Through all my walking, I noticed that some of the cultural norms that existed in Cambodia don’t seem to be a big deal here, namely covering shoulders and knees and handing things over to people older than you with two hands to show respect. It’s pretty warm here further south and that the rainy season is starting to creep up on us again so I was intrigued at the possibility that I could wear a tank top with nothing over top. I decided to double check with a woman at my hotel to make sure it was okay and she told me “Yes! Vietnam is free! You can wear whatever you want!” I thought it was a very interesting statement, one that I want to remember.
I did more walking during the evening and found a few things that I hadn’t intended to.
After that wander around, I happened upon an outdoor mall but it’s called “Walking Mall” on the outside. Are there malls where I don’t need to walk? Are there bike malls? Roller blading malls? I would open a mall where you could shop while getting a piggy back around everywhere.
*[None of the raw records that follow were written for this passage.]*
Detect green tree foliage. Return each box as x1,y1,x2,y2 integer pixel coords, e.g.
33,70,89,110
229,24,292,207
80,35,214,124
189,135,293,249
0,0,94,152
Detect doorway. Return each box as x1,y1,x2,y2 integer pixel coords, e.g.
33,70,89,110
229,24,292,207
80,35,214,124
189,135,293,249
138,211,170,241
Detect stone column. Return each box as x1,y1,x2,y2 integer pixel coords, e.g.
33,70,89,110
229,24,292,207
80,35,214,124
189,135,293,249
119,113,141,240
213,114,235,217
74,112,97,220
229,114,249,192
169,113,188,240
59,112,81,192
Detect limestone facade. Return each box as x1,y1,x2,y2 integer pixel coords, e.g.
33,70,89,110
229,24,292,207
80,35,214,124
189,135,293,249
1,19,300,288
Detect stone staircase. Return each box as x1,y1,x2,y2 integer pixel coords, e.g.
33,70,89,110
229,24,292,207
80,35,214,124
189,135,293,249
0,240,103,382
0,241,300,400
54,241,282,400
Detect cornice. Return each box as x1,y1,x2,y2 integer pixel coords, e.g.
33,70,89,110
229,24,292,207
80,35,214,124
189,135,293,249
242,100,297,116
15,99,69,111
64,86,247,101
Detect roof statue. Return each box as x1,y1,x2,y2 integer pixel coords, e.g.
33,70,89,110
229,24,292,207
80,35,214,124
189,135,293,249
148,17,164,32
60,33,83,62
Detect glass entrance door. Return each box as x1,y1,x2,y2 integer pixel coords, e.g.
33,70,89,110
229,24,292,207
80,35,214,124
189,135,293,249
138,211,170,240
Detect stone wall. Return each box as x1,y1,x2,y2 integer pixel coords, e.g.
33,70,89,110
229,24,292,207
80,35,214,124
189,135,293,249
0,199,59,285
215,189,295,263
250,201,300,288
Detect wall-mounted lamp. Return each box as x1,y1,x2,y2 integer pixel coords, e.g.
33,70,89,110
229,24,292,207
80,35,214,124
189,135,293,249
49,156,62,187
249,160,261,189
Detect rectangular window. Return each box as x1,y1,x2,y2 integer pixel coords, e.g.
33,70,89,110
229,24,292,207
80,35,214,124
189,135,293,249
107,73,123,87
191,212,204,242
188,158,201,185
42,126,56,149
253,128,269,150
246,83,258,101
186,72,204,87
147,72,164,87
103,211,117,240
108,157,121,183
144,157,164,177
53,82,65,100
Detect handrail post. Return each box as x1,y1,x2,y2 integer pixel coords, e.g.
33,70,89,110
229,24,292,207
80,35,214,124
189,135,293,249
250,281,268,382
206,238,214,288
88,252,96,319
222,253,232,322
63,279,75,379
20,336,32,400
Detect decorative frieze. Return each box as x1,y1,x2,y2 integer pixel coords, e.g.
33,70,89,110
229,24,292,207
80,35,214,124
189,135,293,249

Anyway, I decided to check out this mall. There was the usual tourist junk for sale and some that didn’t look as junky but I now I’m used to the cheap prices and I just don’t feel like buying things anymore. My daily tolerance for bargaining tends to be about one thing per day…if I’m in the mood. I’m a person who likes to window shop, look at something, think about it and come back when I’m good and ready. Asia isn’t the idea place for that so shopping hasn’t happened in awhile. I do plan to buy a scarf from every country I visit, though, because how could I leave the house and not buy a scarf?
As I was looking around, I was checking out the stage that was set up. There were graphics flowing across the screen, music playing and people in costumes hanging around the sides of the stage so I figured there must be a show soon. I had nothing better to do so I sat down and waited for whatever it was to start.
I had to wait awhile and I noticed that, not only was I the only foreigner there but I was also the only person there who wasn’t accompanying a child. When the show finally started, I knew why: I was sitting at a children’s variety show. Even though I felt a little ridiculous and that I’d get some really weird looks, I hung around.
I’m glad I did! Despite not being able to understand anything going on, I really enjoyed the songs and the different acts they put on. Is that weird?
I headed back to my hotel after that to work out some travel details and do a few other things, even though many locals pointed me towards the never-ending multitude of bars.
Today, after walking to the post office to mail some stuff, I saw something that solidified HCMC’s “big city” status: Starbucks. I didn’t get a picture because I had so much in my hands but I wish I had! That’s the part of the city where there are big, expensive hotels, Hermes and Chanel and many, many “good quality t-shirt” stores.
Of all the things that would surprise me, I think the one thing that really stands out to me (other than the Starbucks, Burger Kings and Pizza Huts) is that I don’t feel as hassled into moto rides or buy things from street vendors. It’s really weird but, maybe after getting used to drivers yelling “Moto, lady?!” and “Tuk tuk!” one after another, even though I told the previous one “no”, I’ve developed a bitch face scary enough to turn off even the most eager moto driver.
See you soon, Internets! My fun in Kampot is coming shortly!